Bilan de « missions chirurgicales » brèves pendant 5 ans au Ghana et en Sierra Leone

Une étude récente a montré que le tiers le plus pauvre de l’humanité ne bénéficiait que de 3,5 % des interventions chirurgicales prodiguées dans le monde ; cette carence est due au faible nombre de chirurgiens et d’anesthésistes disponibles dans les pays en voie de développement (PVD), d’où l’idée de certaines organisations non gouvernementales d’y envoyer ces praticiens en missions brèves mais répétées. Des équipes, variables dans leur domaine d’activité et leur taille, formées sur le principe du volontariat donnent une partie de leur temps pour aller sur le terrain dispenser leur art, se reposant sur les soignants locaux pour assurer l’intendance et le suivi de leurs opérés. Mais le rendement, la qualité des soins et l’impact sur la santé publique de ces missions bénévoles n’ont guère été définis, faute de publications sur ce thème. De plus, les opérés ne sont pas suivis par les intervenants, ce qui laisse planer un doute sur la conformité des résultats (plus de complications que dans les pays développés).

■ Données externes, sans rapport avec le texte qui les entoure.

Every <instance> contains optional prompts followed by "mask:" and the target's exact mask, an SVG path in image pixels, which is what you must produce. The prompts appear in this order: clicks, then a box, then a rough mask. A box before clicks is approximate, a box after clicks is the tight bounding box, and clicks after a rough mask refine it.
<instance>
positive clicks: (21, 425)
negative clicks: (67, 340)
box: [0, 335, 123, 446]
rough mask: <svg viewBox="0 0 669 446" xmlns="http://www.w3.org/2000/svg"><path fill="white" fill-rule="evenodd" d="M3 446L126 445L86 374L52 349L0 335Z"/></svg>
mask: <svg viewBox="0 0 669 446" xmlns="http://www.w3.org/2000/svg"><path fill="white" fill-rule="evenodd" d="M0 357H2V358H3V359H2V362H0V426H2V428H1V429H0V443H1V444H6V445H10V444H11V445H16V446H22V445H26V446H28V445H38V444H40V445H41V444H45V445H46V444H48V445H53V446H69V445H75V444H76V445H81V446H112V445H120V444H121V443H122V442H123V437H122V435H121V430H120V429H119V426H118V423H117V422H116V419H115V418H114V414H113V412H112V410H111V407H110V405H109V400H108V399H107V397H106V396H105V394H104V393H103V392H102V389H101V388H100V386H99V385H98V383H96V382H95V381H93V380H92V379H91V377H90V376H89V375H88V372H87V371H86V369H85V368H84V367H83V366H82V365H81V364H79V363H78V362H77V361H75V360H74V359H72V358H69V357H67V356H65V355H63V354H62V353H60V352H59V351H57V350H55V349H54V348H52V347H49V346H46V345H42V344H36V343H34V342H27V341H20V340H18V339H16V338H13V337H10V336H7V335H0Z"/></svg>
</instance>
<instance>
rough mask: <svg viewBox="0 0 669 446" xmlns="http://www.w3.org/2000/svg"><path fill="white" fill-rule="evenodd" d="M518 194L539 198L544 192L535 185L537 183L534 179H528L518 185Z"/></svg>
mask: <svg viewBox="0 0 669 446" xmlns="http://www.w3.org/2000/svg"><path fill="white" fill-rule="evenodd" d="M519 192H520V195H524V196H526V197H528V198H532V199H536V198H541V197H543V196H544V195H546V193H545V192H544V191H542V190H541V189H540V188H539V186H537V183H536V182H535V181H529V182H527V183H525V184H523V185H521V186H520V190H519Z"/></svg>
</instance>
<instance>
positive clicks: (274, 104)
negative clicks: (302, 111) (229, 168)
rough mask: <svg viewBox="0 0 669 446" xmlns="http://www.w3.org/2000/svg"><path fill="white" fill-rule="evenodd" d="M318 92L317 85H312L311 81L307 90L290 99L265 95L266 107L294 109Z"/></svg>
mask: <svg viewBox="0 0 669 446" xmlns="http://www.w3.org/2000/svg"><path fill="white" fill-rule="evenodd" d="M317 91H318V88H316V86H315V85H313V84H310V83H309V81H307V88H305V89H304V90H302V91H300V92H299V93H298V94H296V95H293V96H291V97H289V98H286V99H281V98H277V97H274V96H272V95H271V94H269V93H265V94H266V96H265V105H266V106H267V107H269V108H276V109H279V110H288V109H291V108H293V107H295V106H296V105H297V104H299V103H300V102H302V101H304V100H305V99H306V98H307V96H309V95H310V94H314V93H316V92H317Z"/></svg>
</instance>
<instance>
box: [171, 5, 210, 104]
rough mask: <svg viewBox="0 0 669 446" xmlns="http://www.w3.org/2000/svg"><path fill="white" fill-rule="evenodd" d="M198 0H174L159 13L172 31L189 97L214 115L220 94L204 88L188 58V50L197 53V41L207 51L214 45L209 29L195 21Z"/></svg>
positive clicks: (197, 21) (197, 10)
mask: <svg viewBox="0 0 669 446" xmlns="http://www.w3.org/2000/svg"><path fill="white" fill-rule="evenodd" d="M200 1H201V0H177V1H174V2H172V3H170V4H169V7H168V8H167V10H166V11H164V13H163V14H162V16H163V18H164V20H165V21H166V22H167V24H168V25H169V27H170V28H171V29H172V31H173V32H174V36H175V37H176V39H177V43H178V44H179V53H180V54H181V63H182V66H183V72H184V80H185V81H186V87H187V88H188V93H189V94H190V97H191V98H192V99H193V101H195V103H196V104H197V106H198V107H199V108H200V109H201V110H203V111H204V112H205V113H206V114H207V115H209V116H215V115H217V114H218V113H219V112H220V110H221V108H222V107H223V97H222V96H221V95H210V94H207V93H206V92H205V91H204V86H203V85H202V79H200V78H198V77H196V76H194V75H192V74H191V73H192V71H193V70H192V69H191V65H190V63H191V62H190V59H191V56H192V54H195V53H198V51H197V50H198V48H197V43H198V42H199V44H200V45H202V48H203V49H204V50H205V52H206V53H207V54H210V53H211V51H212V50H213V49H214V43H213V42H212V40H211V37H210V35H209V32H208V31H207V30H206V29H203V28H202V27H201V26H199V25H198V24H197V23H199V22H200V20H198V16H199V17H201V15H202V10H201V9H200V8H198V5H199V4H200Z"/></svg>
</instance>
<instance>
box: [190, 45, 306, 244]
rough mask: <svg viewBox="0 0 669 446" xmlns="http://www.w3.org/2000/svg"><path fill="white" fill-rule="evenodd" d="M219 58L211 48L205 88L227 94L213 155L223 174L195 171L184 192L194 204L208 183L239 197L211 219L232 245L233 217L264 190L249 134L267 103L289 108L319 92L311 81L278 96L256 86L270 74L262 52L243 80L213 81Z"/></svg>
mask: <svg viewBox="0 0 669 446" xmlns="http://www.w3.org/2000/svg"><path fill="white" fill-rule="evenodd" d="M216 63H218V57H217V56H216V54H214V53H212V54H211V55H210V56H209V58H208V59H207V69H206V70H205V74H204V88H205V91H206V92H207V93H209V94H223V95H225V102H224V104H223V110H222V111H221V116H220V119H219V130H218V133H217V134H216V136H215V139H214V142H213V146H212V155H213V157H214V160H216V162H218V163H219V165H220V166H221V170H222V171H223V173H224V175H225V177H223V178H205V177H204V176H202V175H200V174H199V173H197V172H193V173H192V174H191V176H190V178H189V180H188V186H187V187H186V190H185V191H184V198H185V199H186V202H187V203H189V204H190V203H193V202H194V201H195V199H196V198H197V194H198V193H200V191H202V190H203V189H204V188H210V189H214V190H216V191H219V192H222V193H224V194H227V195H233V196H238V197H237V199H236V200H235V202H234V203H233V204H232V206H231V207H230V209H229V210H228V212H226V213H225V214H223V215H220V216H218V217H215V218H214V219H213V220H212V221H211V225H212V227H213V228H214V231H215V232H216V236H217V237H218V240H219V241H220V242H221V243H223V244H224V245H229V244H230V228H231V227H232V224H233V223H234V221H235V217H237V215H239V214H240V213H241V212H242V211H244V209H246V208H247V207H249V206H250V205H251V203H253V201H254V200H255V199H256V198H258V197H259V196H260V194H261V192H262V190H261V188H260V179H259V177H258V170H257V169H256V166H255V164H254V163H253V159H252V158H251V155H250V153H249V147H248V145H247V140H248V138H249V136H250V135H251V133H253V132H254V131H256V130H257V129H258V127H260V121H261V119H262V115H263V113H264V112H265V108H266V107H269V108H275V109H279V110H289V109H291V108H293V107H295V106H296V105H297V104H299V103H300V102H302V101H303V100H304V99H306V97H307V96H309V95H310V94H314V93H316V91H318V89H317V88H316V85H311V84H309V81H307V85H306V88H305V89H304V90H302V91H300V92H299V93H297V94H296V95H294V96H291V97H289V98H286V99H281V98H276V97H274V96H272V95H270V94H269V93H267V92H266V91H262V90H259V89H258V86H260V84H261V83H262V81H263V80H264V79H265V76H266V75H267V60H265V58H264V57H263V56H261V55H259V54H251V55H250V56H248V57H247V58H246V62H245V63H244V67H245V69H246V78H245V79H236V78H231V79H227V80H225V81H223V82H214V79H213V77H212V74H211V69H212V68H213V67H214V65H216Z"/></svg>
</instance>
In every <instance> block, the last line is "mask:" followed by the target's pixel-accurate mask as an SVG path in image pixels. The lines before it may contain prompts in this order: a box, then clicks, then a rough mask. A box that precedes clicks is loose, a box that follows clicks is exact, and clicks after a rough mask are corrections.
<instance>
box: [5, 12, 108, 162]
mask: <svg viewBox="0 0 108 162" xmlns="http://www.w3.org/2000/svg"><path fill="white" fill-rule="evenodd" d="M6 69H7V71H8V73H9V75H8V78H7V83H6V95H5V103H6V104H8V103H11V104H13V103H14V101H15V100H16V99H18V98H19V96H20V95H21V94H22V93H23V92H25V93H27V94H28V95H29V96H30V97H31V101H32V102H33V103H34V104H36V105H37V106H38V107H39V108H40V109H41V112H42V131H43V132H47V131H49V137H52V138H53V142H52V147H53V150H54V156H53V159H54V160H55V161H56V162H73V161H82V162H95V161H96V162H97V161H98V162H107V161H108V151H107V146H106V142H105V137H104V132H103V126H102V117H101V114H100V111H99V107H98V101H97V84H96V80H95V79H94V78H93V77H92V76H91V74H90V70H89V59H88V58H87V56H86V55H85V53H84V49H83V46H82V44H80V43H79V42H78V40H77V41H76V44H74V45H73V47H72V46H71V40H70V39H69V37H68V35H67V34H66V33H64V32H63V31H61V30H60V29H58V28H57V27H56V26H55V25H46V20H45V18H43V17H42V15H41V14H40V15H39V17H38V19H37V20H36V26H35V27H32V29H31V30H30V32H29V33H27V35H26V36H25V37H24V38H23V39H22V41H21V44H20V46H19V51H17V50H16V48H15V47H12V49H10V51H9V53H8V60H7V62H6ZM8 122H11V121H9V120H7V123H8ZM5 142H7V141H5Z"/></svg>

Une organisation américaine (ISHI, international surgical health initiative) a mis au point des missions de 8 à 15 j dans différents PVD dont le Ghana (Gh) et la Sierra Leone (SL), dans le but d’y pratiquer une chirurgie de qualité et d’en assumer les suites. Elle rapporte ici son expérience de 5 ans. Chaque équipe comportait chirurgiens, anesthésistes, panseuses et techniciens pour la maintenance des appareils. Les soignants locaux étaient impliqués dans les soins, en fonction de leur niveau.

Près de 400 interventions, pas de mortalité, peu de complications

Les praticiens géraient des unités de 100 lits au SL et de 123 lits au Gh, en zone rurale. Au SL, la fourniture en électricité était trop aléatoire pour envisager d’utiliser le bistouri électrique, l’oxygène n’était disponible que par des bonbonnes, et l’eau courante était rare. A l’arrivée d’ISHI, les urgences seules étaient assurées par un médecin non chirurgien. La situation était un peu moins critique au Gh.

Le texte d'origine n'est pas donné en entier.